BillG
BillG

Reputation: 1

Architecture Question

I am on a team developing an app in Silverlight that has multiple modules. Think of an app like QuickBooks that has AP module, AR module, Inventory module, payroll module.

I want to create the app with a desktop look to it with the ability to have multiple different modules open on the desktop. The screens can be move around and positioned on the desktop and even minimized to a application taskbar. The only restriction obviously is that a screen cannot be moved outside of the desktop container.

Another member says that this concept is too confusing to the user and each module should be developed as a separate .exe. with the ability to open each .exe separately and move them anywhere on the windows desktop instead of an application desktop area.

What are some feelings in here about either concept?

Upvotes: 0

Views: 128

Answers (3)

dthorpe
dthorpe

Reputation: 36072

I think it depends a lot on how your users will be using your app.

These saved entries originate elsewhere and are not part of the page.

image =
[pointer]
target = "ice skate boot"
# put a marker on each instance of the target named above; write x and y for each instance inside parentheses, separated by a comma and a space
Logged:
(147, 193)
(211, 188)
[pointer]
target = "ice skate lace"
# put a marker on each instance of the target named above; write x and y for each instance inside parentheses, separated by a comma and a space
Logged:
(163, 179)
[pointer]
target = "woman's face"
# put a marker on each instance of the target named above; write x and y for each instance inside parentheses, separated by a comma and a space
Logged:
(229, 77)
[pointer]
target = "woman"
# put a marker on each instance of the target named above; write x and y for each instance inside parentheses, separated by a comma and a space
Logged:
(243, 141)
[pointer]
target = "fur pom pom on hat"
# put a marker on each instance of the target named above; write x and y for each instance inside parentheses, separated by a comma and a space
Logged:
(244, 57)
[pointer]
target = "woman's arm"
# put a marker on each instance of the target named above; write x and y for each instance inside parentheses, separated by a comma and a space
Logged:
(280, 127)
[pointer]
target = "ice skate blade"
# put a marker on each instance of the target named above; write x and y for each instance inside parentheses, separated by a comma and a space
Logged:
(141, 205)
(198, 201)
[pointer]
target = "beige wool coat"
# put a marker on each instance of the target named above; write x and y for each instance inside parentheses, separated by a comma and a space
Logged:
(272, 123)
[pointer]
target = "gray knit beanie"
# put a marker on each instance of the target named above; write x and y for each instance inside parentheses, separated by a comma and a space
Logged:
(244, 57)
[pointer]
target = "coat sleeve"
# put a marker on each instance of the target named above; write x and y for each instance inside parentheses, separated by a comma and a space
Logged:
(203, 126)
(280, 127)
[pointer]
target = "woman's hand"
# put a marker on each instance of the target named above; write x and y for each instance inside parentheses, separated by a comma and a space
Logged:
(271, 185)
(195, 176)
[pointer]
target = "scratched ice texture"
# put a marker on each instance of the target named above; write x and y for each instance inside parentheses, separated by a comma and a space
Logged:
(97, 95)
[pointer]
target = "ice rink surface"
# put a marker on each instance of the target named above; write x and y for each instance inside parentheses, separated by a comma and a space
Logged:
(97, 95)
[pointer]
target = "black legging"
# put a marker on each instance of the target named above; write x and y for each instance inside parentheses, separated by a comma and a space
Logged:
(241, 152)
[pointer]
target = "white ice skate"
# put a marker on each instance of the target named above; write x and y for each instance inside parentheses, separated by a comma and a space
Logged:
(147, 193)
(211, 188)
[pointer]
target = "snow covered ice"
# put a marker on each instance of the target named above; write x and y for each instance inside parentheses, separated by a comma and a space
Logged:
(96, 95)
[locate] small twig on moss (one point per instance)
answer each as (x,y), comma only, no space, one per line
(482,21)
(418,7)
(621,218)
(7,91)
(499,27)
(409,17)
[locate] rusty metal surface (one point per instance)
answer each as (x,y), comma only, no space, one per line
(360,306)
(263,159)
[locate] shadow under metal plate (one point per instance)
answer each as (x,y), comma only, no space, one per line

If a typical user will be working with multiple modules at the same time, presenting a single app console with multiple modules makes sense.

If a typical user is normally only going to be using one module, then presenting a multimodule UI is overkill and potentially confusing.

End users usually need your help to keep them focused on what they need to get done. Having multiple options presented when the user really only wants to do one thing creates confusion.

Be careful in how you survey the prospective user base about this question: If you ask "decison makers", they tend to operate across functional domains and will project their multi-module use case as the typical end user scenario. If you ask the grunts that actually do the work, though, chances are high that their answers will differ from the boss's. ;>

Upvotes: 0

Spencer Hakim
Spencer Hakim

Reputation: 1553

I feel that an MDI approach is preferable. I don't know if you plan on allowing users to have multiple instances of the application open, but if you do, having multiple windows of the same module open without any sort of group would definitely not be simpler for the user.

Upvotes: 0

Justin Niessner
Justin Niessner

Reputation: 245389

If all of the modules interact with each other and compose a single cohesive application, then keep them all as modules in a single application.

If you have the concept of modules but each module is disjointed from the others (provides its own look/feel, functionality, or doesn't interact with the other modules in any way) then break each out into a separate application and bundle them together as a package (which would allow users to open multiple applications simultaneously and move them anywhere on their desktop).